La Coalition québécoise pour une gestion responsable de l’eau – Eau Secours ! demande au gouvernement du Québec à quoi sert la loi de l’eau qui devait protéger la ressource et le patrimoine de tous les Québécoises et les Québécois, si on ne peut pas s’en servir dans le cas de l’exploration et de l’exploitation des gaz de schiste ? Où est le gouvernement qui, selon l’esprit de cette loi, devrait être le protecteur de l’eau ?

Si la loi des mines permet aux compagnies de puiser, prélever et utiliser des centaines de milliers de litres d’eau à chaque fracturation, de polluer cette eau avec des produits dont la liste est gardée secrète, de remettre cette eau souillée à l’égout municipal ou de l’entreposer dans des bassins qui peuvent facilement contaminer les eaux de surface ou le sol sans que les citoyennes et les citoyens ou même leurs élus municipaux ne puissent s’y opposer, ne serait-ce pas le rôle du gouvernement du Québec de réagir à la menace ?

À quoi sert la loi de l’eau si on ne peut s’en servir pour protéger nos nappes phréatiques et nos eaux d’aqueducs municipaux ?

Au Québec, nous ne connaissons pas encore nos nappes souterraines, et nous laisserions les industries percer le sol sans faire les études qui permettraient peut-être de faire la preuve que ces forages sont sans danger ?

La Coalition Eau Secours ! admire le courage politique des deux associations de municipalités du Québec, l’UMQ et la FQM, qui s’opposent à l’utilisation des eaux municipales par l’industrie des gaz de schiste. Ces élus se montrent plus responsables que ceux qui dirigent le Québec.

La proximité des problèmes et l’obligation des municipalités de fournir une eau de qualité à la population sont des facteurs qui comptent dans cette prise de décision. Les élus municipaux sont plus près de leurs citoyennes et citoyens. Ils entendent les craintes et la grogne de leurs commettants. Ils comprennent mieux aussi l’impact économique et social né de l’obligation de nettoyer l’eau souillée par l’industrie. Si le coût de l’eau potable est défrayé par tous les citoyennes et les citoyens, les profits de l’industrie des gaz de schiste, eux, seront partagés entre les actionnaires des compagnies. De plus, les redevances ne serviront pas à la construction, ni au fonctionnement d’usines d’épuration supplémentaires, rendues nécessaires par le volume considérablement accru d’eau à épurer. Malheureusement, la loi des mines permettra aux compagnies de prélever l’eau sans l’accord des élus municipaux et de la remettre souillée à l’égout et ce, sans le consentement de la population.

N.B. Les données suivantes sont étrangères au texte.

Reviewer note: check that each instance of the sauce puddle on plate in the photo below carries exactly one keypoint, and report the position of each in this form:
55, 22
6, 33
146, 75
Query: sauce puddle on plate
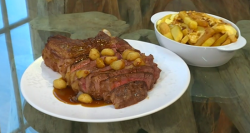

Quand le ministre du Développement Durable, de l’Environnement et des Parcs se manifestera-t-il ? Après les premières contaminations ? Où est la vision globale qui devrait présider lors des décisions concernant le développement durable ? Sur quelles études d’impact environnemental se base le gouvernement pour permettre à l’industrie de mettre en danger l’or bleu du Québec ?

Si ni nos lois et ni notre gouvernement ne protègent l’eau, l’air, les sols et la santé des citoyennes et des citoyens, qui le fera ?

Où sont les députés, les ministres, le premier ministre dans ce débat ? Sont-ils sourds aux inquiétudes justifiées par les nombreux « accidents » de cette industrie chez nos voisins du sud ?

Eau Secours ! invite la population à demander Eau et fort un moratoire immédiat sur l’exploration (qui utilise aussi la fracturation hydraulique) et l’exploitation des gaz de schiste, le temps qu’un BAPE élargi analyse tous les impacts environnementaux et économiques de cette industrie sur l’eau, l’air, les sols, ainsi que sur la santé humaine.